Was aber, wenn er sich in diesem eitlen Spiegelbild, wie in einem Handy-Selfie, wiedererkannt hat und dabei schlicht in leere Abgründe blickte? Vielleicht war er daraufhin derart deprimiert, dass er sich absichtlich ins Wasser stürzte.
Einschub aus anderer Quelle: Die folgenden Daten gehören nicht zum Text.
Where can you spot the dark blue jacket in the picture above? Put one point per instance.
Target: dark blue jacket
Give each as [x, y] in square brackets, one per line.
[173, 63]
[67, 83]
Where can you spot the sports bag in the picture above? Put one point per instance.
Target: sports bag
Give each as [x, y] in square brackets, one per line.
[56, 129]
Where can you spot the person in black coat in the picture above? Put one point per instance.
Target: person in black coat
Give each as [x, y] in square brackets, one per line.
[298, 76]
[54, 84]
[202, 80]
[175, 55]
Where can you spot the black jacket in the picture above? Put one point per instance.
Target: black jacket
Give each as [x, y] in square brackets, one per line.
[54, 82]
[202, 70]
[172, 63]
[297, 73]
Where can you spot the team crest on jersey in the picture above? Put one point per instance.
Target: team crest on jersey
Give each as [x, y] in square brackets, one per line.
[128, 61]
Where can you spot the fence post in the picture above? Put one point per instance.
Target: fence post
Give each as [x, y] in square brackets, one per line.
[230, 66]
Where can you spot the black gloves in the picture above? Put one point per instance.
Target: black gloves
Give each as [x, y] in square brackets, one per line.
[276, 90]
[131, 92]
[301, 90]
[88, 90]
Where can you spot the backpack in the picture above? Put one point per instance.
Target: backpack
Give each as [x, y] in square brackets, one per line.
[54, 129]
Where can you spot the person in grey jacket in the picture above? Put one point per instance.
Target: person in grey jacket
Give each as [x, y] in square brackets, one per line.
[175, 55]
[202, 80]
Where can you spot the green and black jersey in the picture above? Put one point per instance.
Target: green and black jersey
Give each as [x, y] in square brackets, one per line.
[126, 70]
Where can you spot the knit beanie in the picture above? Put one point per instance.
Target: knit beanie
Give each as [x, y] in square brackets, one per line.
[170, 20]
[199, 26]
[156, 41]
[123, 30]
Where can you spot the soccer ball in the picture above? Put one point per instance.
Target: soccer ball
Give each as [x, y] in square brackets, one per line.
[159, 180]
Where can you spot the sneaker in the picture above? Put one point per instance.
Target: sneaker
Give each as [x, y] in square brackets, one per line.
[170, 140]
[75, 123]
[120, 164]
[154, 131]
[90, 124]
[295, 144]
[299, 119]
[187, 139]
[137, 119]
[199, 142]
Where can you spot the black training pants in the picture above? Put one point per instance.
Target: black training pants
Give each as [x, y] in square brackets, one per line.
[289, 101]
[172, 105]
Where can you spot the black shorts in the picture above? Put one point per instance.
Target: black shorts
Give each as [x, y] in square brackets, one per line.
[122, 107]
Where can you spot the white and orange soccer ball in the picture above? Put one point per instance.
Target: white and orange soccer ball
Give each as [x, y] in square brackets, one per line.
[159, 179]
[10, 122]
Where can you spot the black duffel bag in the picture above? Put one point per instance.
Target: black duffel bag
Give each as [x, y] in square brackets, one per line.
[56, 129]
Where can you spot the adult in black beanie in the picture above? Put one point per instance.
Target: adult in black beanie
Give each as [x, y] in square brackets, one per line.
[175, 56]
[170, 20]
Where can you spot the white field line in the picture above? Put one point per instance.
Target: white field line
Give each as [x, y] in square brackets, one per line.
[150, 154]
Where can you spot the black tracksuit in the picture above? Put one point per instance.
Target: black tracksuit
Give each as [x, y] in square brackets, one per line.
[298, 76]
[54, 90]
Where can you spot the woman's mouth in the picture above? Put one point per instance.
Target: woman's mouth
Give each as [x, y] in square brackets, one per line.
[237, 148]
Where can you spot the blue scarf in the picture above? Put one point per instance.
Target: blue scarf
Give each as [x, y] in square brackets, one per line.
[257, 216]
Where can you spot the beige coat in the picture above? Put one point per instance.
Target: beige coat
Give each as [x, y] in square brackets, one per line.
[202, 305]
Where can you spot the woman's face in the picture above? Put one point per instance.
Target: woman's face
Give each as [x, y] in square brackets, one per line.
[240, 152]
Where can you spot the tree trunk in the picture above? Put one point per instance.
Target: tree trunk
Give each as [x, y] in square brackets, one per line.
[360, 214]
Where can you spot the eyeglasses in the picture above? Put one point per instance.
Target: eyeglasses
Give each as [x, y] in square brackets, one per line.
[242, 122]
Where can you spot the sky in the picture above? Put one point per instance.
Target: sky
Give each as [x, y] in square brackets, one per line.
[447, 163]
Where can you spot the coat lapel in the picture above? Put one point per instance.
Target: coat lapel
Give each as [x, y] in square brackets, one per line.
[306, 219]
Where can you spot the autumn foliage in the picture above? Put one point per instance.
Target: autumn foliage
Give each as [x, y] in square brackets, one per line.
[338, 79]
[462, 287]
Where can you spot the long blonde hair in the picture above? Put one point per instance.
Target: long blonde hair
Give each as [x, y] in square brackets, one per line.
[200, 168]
Die Whistleblowerin, Frances Haugen, hat dieser Tage eindringlich davor gewarnt, wie zerstörerisch sich etwa das Geschäftsmodell von Instagram auf unsichere Teenager-Seelen auswirkt. Auch unzählige Erwachsene stürzen sich tollkühn in den Strudel einer aufmerksamkeitserheischenden Selbstbespiegelung, die neben bestätigenden Klicks vor allem deprimierende Tiefschläge und auch sehr viel Selbstentlarvung mit sich bringt.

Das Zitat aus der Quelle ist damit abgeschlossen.